CINCO MESES PARA OLVIDAR



            Cuando un país pierde su autoestima, cualquier cosa puede ocurrirle. Y de eso, los españoles sabemos bastante. El error de Rajoy y de su Gobierno anunciándonos catástrofes a lo largo de tres meses con el fin de cubrirse las espaldas en sus continuos tijeretazos a diestro y siniestro, lo estamos pagando y de qué manera. En la vida, y eso lo deberíamos saber bien por nuestra afición a los toros, siempre hay que dar una salida al que acosas, aunque sea engañosa, aunque sea incierta, pero no se puede vivir sin un rayo de esperanza.
            Lo que hemos vivido hasta hoy son los cinco meses más negros de la democracia, en los que todo parece haberse conjugado afectando no sólo al pueblo llano, sino también a los estamentos en apariencia inviolables: políticos, jueces e incluso a la Monarquía. Ha sido como una plaga del antiguo Egipto, donde, de repente, y como por arte de magia, alguien abrió una esclusa y empezó a salir podredumbre a mansalva.

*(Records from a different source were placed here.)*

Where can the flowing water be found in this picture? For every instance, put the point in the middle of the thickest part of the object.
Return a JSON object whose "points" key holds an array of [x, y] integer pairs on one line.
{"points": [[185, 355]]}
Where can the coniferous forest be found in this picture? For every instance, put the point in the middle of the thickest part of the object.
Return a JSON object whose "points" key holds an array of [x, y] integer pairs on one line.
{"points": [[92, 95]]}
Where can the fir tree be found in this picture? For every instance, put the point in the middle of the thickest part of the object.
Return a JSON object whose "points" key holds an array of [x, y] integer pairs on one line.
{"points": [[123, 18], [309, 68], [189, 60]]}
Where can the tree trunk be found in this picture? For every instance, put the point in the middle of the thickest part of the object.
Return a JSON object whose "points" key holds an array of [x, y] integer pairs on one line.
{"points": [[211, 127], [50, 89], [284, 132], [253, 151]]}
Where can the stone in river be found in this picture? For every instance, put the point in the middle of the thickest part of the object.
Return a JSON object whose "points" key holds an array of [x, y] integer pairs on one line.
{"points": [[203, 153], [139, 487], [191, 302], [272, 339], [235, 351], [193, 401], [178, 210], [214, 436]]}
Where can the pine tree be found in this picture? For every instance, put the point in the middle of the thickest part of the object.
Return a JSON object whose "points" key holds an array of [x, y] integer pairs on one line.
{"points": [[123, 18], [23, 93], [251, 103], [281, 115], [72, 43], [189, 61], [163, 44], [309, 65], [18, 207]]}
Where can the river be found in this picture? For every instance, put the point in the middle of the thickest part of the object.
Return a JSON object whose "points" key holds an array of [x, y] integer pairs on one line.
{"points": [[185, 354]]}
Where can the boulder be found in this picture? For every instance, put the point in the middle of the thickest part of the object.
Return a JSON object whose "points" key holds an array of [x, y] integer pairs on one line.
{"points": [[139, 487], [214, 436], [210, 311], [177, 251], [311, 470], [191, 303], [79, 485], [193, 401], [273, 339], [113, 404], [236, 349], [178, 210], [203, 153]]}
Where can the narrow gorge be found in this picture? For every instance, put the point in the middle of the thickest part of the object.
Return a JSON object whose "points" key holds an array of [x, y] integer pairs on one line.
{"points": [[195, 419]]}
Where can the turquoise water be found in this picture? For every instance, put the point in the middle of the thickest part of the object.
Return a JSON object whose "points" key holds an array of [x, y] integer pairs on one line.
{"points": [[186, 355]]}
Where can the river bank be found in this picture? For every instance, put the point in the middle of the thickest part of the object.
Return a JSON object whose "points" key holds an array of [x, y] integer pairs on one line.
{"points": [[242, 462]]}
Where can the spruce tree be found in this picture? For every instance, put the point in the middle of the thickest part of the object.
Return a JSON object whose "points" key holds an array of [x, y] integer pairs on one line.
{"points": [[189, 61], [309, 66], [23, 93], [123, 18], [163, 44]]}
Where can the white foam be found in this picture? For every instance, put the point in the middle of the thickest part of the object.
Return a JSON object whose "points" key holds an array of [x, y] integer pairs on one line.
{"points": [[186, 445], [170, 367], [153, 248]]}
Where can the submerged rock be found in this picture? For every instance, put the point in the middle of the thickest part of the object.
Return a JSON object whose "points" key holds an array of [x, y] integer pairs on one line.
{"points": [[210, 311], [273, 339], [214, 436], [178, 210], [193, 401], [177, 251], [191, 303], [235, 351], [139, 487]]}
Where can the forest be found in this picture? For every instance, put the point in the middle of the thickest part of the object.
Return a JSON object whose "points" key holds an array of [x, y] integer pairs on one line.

            Que el pueblo sea vil, está, hasta cierto punto, dentro de la naturaleza de las cosas; pero que aquellos que han de dar ejemplo de virtudes muestren a diario sus vergüenzas es como cuando a un coche se le rompe la dirección. Hablar de transparencia y ejemplaridad y luego irse a cazar elefantes a Bostwana; presidir un Tribunal Supremo y luego irse de parranda reiteradamente a Marbella, con un país hundido hasta las cachas, es como para terminar de resquebrajar la moral del pueblo.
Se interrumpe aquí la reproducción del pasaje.